Head of SEND Ghana, Siapha Kamara in an interview with JoyNews on Friday explained that social protection policies have been abandoned for a long time due to the absence of Sarah Adwoa Safo.

He said the absence of a substantive Minister for Gender, Children and Social Protection is detrimental to the Ministry considering the current challenges facing the country in terms of social protection.

“For us, it has been long overdue. The social protection programmes over the last fifteen years or more have been left without a Minister at this very critical period when social protection programmes are experiencing slash in government support. We think it has been long overdue.

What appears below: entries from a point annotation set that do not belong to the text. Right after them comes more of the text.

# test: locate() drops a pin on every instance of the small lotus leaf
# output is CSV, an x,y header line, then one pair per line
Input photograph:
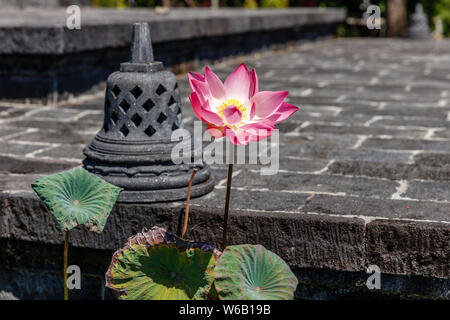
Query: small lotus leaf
x,y
157,265
251,272
77,197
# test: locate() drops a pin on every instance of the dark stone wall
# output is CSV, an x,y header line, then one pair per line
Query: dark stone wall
x,y
49,78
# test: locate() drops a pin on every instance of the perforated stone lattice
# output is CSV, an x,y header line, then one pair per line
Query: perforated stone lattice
x,y
138,114
133,149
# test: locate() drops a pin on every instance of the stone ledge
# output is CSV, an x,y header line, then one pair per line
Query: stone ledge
x,y
304,240
44,31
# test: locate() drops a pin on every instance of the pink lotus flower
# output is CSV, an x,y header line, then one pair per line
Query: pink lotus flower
x,y
236,109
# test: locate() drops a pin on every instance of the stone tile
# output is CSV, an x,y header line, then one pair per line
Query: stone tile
x,y
18,149
428,190
31,166
347,128
69,151
391,171
290,181
403,144
64,136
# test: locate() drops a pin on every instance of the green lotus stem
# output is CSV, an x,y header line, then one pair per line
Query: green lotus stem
x,y
186,215
66,250
227,206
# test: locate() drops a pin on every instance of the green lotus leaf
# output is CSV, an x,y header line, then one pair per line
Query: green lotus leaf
x,y
251,272
77,197
157,265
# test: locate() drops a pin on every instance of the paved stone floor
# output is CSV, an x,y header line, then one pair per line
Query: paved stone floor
x,y
371,141
371,138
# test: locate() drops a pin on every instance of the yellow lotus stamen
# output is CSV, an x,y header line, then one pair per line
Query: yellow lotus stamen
x,y
233,102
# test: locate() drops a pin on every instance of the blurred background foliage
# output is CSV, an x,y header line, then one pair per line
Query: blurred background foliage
x,y
433,8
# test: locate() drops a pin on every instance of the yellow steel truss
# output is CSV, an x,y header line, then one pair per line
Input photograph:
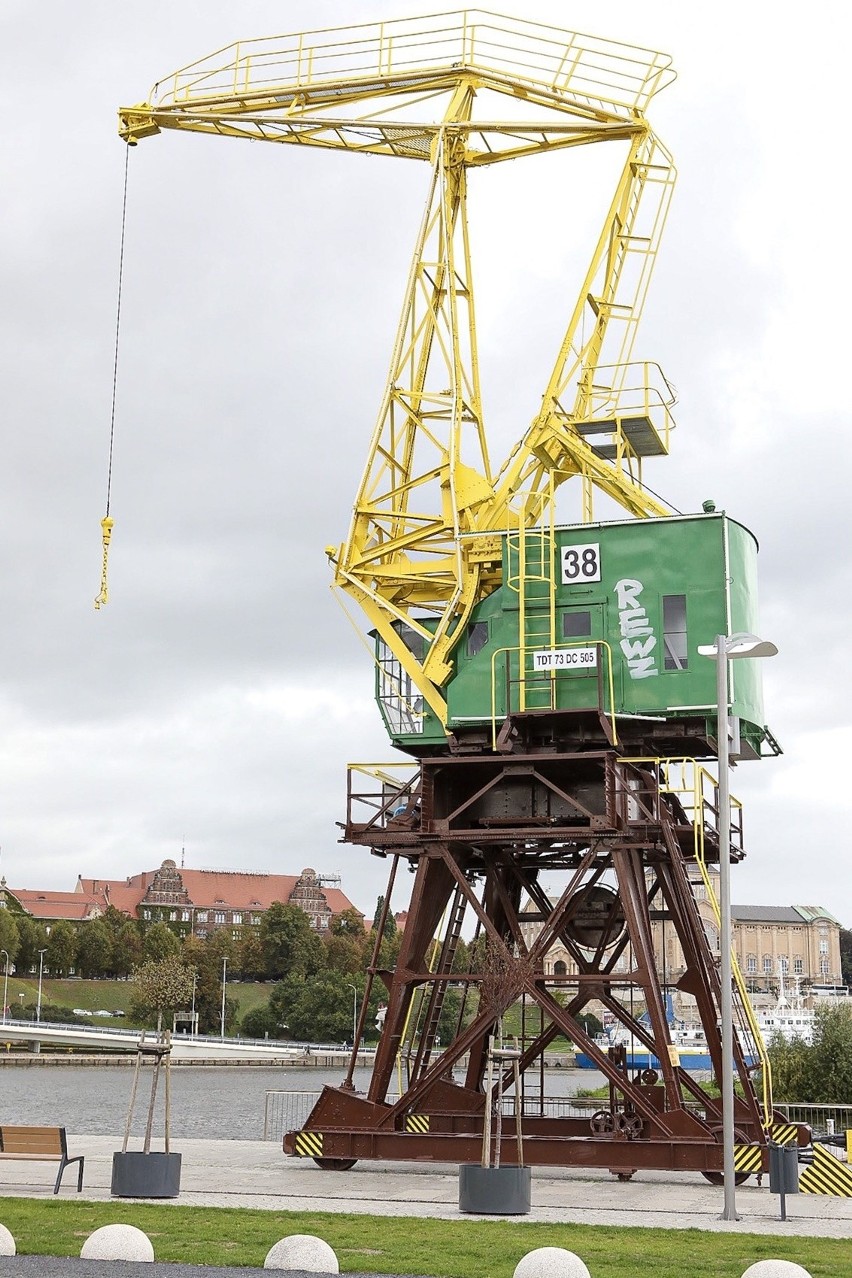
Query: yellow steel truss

“We hope that steps will be taken immediately to have a substantive Minister because social protection needs a powerful voice in cabinet, they need a powerful voice at all levels of society at this time and the Minister is the best person to do that in government,” he stated.

President Akufo-Addo on Thursday sacked Sarah Adwoa Safo as the Minister for Gender, Children and Social Protection with immediate effect. 

This was contained in a press statement issued by the Presidency under the signature of the Communications Director, Eugene Arhin. 

“In accordance with Article 81(a) of the Constitution, the President of the Republic, Nana Addo Dankwa Akufo-Addo has revoked the appointment of Hon. Sarah Adwoa Safo, Member of Parliament for Dome- Kwabenya, as Minister for Gender, Children and Social Protection, with immediate effect” a portion of the statement read.

SEND Ghana believes that the President’s action is long overdue particularly due to the long absence of Sarah Adwoa Safo.

According to Mr. Kamara, the government must prioritise issues about social protection and quickly appoint a substantive Minister to “connect with the network of Civil Society Organisations who are involved in the sector to share their views as to how we can ensure that social protection programmes are protected, they are invested in even during this hard time.”